The beautiful forested mountains, clean air and water, local food and recreation are enjoyed by many. However, this love and appreciation does not protect them from the many pressures they currently face and will continue to face in the future. Population growth, high land prices, overuse, increases in development and climate change all threaten the open spaces we expect to be able to enjoy indefinitely. An increase in the awareness of and support for these working lands is critical for their preservation. A long term balance between the forests, rivers and farms and the people that live in and around the Valley is essential for its future.

Local and tribal government, non-profits and community groups have worked hard to make the Valley what it is today. Many groups are still hard at work to ensure a Valley future that is sustainable for the environment, the economy and the people who live, work and visit the Snoqualmie Valley.

Leaders and stakeholders in the Valley have identified the following needs:


Safeguard the long-term health of the vast public and private forests that cover 80% of the Snoqualmie Valley. Encourage sustainable and productive forest management. Promote investment on public forests, private landowner incentives, technical and cost share support and improved forestry infrastructure. Increase public awareness of the regional value these forests provide in ecosystem services. Explore ways to prevent, mitigate, and adapt to climate change.


Ensure a thriving agricultural community and long-term farmer success to provide local food security. Support agriculture through farmland preservation, measures to ensure affordability of land for farmers and technical support. Safeguard water resources and find solutions to regulatory challenges. Increase awareness of the values of this local food source and work to ensure more Valley food is eaten at tables across the greater Seattle area. Develop and implement a marketing plan to increase awareness of agritourism opportunities available in the Valley.

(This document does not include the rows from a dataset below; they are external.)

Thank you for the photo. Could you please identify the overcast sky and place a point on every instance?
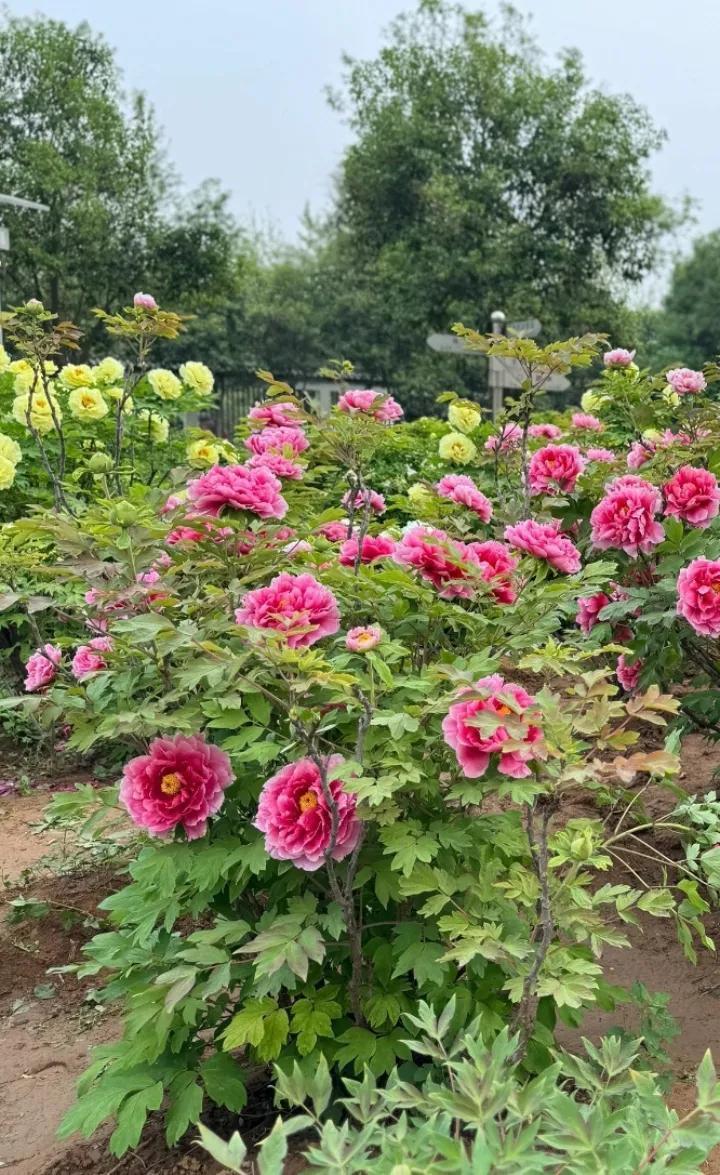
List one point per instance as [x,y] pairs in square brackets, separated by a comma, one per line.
[239,85]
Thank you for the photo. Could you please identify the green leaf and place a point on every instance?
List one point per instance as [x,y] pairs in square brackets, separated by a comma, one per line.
[230,1154]
[186,1107]
[247,1026]
[276,1029]
[222,1078]
[358,1048]
[132,1118]
[273,1150]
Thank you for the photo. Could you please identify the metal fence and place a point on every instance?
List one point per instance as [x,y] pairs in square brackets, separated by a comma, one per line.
[240,389]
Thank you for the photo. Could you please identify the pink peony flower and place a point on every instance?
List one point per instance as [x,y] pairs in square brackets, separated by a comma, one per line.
[145,302]
[625,517]
[639,452]
[505,441]
[681,438]
[699,596]
[149,577]
[365,400]
[685,381]
[446,563]
[544,541]
[361,498]
[181,780]
[278,414]
[282,442]
[334,531]
[297,820]
[41,667]
[587,421]
[298,606]
[554,469]
[184,535]
[363,639]
[282,467]
[462,490]
[618,357]
[693,495]
[375,546]
[172,503]
[89,659]
[516,739]
[549,431]
[497,564]
[628,675]
[239,488]
[589,609]
[631,482]
[605,456]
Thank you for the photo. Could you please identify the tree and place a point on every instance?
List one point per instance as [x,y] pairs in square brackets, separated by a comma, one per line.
[478,178]
[73,141]
[688,329]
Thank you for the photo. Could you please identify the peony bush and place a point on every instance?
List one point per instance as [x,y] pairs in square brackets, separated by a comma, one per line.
[347,684]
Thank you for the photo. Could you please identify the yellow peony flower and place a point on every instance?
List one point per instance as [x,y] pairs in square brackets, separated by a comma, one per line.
[165,383]
[75,375]
[463,417]
[202,454]
[9,449]
[87,404]
[116,394]
[7,472]
[197,377]
[457,448]
[41,414]
[419,495]
[591,401]
[108,370]
[153,423]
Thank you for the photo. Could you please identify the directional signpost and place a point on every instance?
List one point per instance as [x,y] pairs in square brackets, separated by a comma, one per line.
[502,374]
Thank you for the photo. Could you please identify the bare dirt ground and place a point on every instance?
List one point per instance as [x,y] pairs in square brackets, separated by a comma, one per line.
[49,1024]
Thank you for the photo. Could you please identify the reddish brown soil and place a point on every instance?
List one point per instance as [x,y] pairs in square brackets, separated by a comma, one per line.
[45,1041]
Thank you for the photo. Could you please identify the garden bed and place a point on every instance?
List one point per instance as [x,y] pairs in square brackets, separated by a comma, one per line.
[49,1022]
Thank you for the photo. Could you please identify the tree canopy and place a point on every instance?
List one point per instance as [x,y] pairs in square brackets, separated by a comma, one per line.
[688,327]
[73,140]
[480,176]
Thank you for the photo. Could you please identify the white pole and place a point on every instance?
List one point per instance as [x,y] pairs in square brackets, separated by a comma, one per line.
[495,367]
[5,240]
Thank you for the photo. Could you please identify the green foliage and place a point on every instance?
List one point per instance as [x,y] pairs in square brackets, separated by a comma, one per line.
[466,886]
[78,145]
[593,1113]
[478,176]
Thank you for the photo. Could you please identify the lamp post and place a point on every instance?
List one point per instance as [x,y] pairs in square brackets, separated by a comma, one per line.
[5,237]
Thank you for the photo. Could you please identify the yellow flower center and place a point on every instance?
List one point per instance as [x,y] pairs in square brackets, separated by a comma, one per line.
[170,784]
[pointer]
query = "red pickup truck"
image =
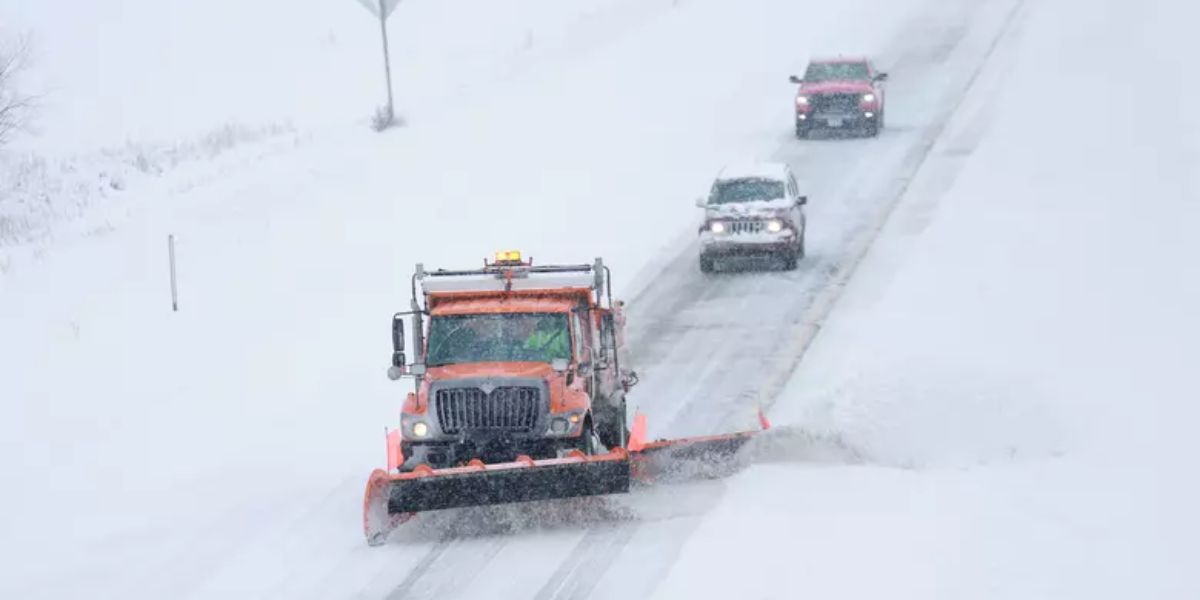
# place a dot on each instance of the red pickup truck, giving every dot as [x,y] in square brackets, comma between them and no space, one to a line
[840,94]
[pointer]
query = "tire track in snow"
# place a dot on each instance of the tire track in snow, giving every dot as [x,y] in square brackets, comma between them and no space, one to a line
[808,313]
[593,556]
[679,291]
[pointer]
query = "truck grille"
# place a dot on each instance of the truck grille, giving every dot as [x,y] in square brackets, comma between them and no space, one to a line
[835,103]
[504,409]
[745,226]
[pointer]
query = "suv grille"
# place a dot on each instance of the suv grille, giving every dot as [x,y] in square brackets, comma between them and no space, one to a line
[838,103]
[747,226]
[507,408]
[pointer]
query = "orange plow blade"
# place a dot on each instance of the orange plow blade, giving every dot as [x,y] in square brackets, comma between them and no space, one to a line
[393,498]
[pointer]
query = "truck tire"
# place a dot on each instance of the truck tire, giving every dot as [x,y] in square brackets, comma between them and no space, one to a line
[588,441]
[790,261]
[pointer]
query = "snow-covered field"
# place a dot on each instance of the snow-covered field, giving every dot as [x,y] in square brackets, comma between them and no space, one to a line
[1008,363]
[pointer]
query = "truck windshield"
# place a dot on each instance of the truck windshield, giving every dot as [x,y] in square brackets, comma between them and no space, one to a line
[747,190]
[837,72]
[515,337]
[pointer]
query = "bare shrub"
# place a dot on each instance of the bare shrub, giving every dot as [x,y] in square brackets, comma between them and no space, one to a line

Fish, Wildlife, and Waterways

Guarantee clean water, thriving salmon runs, and healthy wildlife habitat. Develop collaborative strategies across jurisdictions to achieve maximum ecological benefits. Explore options for flood management that will support all of goals listed.

Outdoor Recreation

Assess and improve access, infrastructure, safety and sanitation for a wide array of outdoor recreation activities in the Valley. Ensure a connected trail network that allows for residents and visitors to travel easily to forests, farms and local community attractions. Enhance outdoor experience for Sunday drivers. Establish adequate signage and interpretation opportunities. Ensure there is broad understanding of the regional value the recreational amenities of the Snoqualmie Valley provide and that adequate funding is provided to maintain it.

Outdoor Education and Community Engagement

Promote Snoqualmie Valley as an outdoor classroom for the region. Enhance and support programs and camps that connect youth with the outdoors. Increase awareness of volunteer opportunities and encourage local participation. Develop a long-term ethic of education and stewardship for public and private lands in the Valley. Guarantee that the current and future generations share a strong sense of place and, in conjunction with the Snoqualmie Tribe, have an appreciation for the history and values of the Valley.